Growing Non-GMO Common Thyme Culinary Herb Seeds
How to Grow Common Thyme Culinary Herb from Seed
Regardless of the cultivar, thyme is a warm weather full sun crop grown both indoors and out. Thyme seeds are best started indoors 8-10 weeks prior to the final spring frost. Plant 2-3 seeds deep per cell or about 5-6 seeds per square inch as a light seeding, eventually thinning out the strongest starts once true leaves emerge. Like many perennial herbs, thyme is known to be fairly delicate as a seedling, germinating anywhere from 14-28 days.
Average and medium dry potting soil is more than enough to start thyme but be sure to transplant starts into sandy and well-drained soil in full sun. Harden off seedlings to the outdoors gradually, but soon, since even the best grow lights will never substitute full sunlight. Transplant healthiest starts 12-18" apart in the garden or one plant per planter.
Common Thyme Culinary Seeds in the Herb Garden
All 350+ plus cultivars of Thymus are susceptible to root rot and mold from overly saturated, heavy, and poorly drained soils. Some of the most invasive and troublesome species of thyme are said to flourish in moist and cool soils, but the overwhelming majority propagated in the home garden thrive best when their soil is left to dehydrate.
Non-GMO (Genus Thymus) Common Thyme plants are cold hardy perennial herbs reaching 12" tall and 18" wide with shrub-like growth. Once plants reach maturity, thyme develops minty sage-green leaves"providing earthy flavor similar to rosemary. As a trailing evergreen, Common Thyme grows until freezing conditions set in, going dormant during winter and returning next spring. By late spring or summer, thyme blooms pink-to-purple flowers as it goes to seed.
Thymus is native to the dry, shallow, and rocky soils of the Mediterranean hills and will thrive just as readily in any grow spaces able to offer the same substandard conditions.
Harvesting Common Thyme Culinary Herb
Culinary thyme is always best harvested from softer, greener, and more tender stems, while keeping mature and woody growth still attached to the plant. Thyme is a low-growing trailing herb that only reaches about 12" tall at full maturity, leaving about 5-8" of upright growth suitable for flavorful and tender culinary use.
Unlike more delicate herbs such as arugula, basil, and mint which can be gently harvested with your fingertips, thyme is far more woody and will require scissors or gardening shears to remove any cuttings.

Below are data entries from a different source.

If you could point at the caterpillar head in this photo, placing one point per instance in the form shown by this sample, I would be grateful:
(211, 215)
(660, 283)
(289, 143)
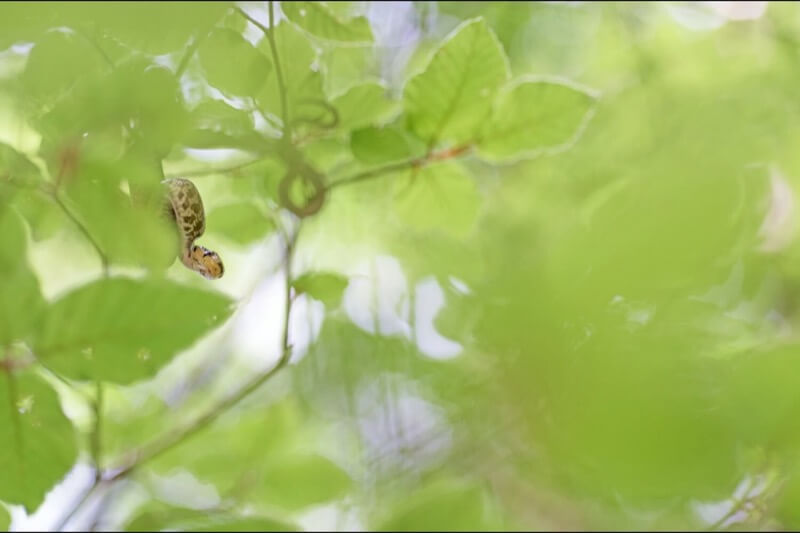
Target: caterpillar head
(206, 262)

Harvesting and pruning thyme essentially share the same fundamentals and each require a little less finesse than others. For optimal flavor, harvest thyme stems just before the plant goes to flower.
About Common Thyme Culinary Herb Seeds
Thymus vulgaris. (2nd Year Maturity). Perennial.
Thyme produces wonderful aromatic leaves. Used in salads, beans, soups, stews, sauces, pickles, and many Mediterranean dishes.
Excellent for poultry and fish dishes too.
Thyme is a winter hardy variety growing up to 8" tall.
We love using thyme is hanging baskets or even better between walk way stones. If you step on it the smell that embraces your feet is truly divine and medicinal as well as it is anti-fungal.
As thyme is native to the Mediterranean, this cold-hardy herb is a timeless garden perennial. The slightly floral leaves of Common Thyme provide anti-inflammatory benefits and are full of vitamin C! Due to its minty aroma, thyme is an ideal essential essential oil to use for aromatherapy. The flowers of Common Thyme help with colds, digestion and help regulate blood pressure.
As the dried or fresh sage-green leaves of Common Thyme are a timeless culinary addition, this versatile herb provides a minty, earthy flavor with a hint of floral similar to rosemary. In Cajun cooking, the aromatic springs of thyme are used to flavor savory foods such as gumbo! You can also braise dried thyme with meats to enhance savory dishes. Sprinkle Common Thyme in a traditional beef stew or add to herbal teas.